Let $K/F$ be a field extension of degree $n \in \Bbb{N}$ and for each $a \in K$ define $L_a(x) = a x$. Then $L_a(x)$ is an $F$-linear transformation of $K$ as a vector space of dimension $n$. So send $K$ into $F^{n \times n}$ the matrix ring by sending $a$ to $T_a = [ L_a(\theta_1) \ \cdots \ L_a(\theta_n) ]$ where abstractly we have $L = \{ a_1 \theta_1 + \dots + a_n \theta_n : a_i \in F\}$ for some $\theta_i$ basis in $K$.
Then for $a \in K$, $f(x) = \det (T_a - xI) \in F[X]$ the characteristic polynomial, we have that $f(a) = 0$ i.e. that $a$ is a root of the characteristic polynomial which is monic of degree $n$ so is the characteristic polynomial is in fact $m_{a, F}(x)$ the minimal polynomial for $a$ over $F$.
I'm trying to prove this in the general case, i.e. that $f(a) = 0$ or equivalently that $T_a(y) = ay$ for all $y \in F^n$.
What I have so far is:
$$ T_a(y) = \sum_{i=1}^n y_i L_a(\theta_i) \\ \implies T_a(y) = \sum_{i=1}^n y_i (a \theta_i) = a \cdot \dots $$
So I've got that so far. Then the problem says, test this idea out to find the monic of degree $3$ satisfied by $a = \sqrt[3]{2}$.

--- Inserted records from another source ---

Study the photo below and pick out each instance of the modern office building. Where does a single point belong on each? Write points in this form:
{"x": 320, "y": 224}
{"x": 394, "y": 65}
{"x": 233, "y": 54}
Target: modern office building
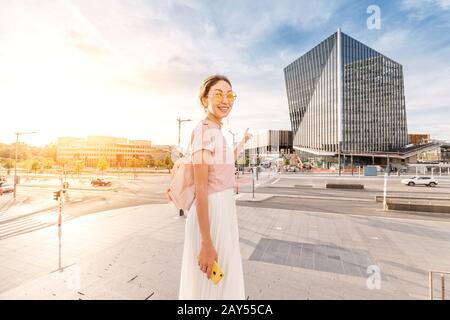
{"x": 269, "y": 144}
{"x": 117, "y": 151}
{"x": 419, "y": 138}
{"x": 346, "y": 98}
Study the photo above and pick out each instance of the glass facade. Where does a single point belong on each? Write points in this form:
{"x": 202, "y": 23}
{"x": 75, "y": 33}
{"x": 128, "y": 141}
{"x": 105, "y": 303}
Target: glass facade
{"x": 373, "y": 115}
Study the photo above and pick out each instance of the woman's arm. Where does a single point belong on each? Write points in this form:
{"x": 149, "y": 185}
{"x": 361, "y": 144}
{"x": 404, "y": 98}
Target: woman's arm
{"x": 208, "y": 253}
{"x": 240, "y": 146}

So I want to compute the determinant of:
$$ \begin{pmatrix} x - \sqrt[3]{2} & 0 & 0 \\ 0 & x - \sqrt[3]{4} & 0 \\ 0 & 0 & x - 2 \end{pmatrix} $$
where I've reversed the sign for simplicity. I computed the above by multiplying $\theta_1 = 1, \theta_2 = \sqrt[3]{2}, $ and $\theta_3 = \sqrt[3]{4}$ by $a$ and subtracting that from $x$.
I'm getting:
$$ x^3 - 2 x^2 + (2 + 2\sqrt[3]{2} + 2\sqrt[3]{4}) x - 4 $$
which is not a polynomial over $F$. The bad term I got by doing $(-\sqrt[3]{2})(-2) + (-\sqrt[3]{4})(-2) + (-\sqrt[3]{2})(-\sqrt[3]{4})$ in a logical, symmetric way.
Where have I gone wrong in my computation?
I think you've computed $T_a$ incorrectly. I assume you're using the ordered basis $(1,\sqrt[3]{2},\sqrt[3]{4})$ for $K$ as $\mathbb Q$-vector space (edit: I see that you are). So applying $L_a$ to the first basis vector gives $L_a(1)=\sqrt[3]{2}$. In terms of the coordinate vectors relative to this ordered basis, this is $$L_a\begin{bmatrix}1\\0\\0\end{bmatrix}=\begin{bmatrix}0\\1\\0\end{bmatrix}$$ so this should be the first column of $T_a$. I'll leave it to you to check the other columns.
Lastly, a small note: it should be $\det(xI-T_a)$ for the minimal polynomial to be monic.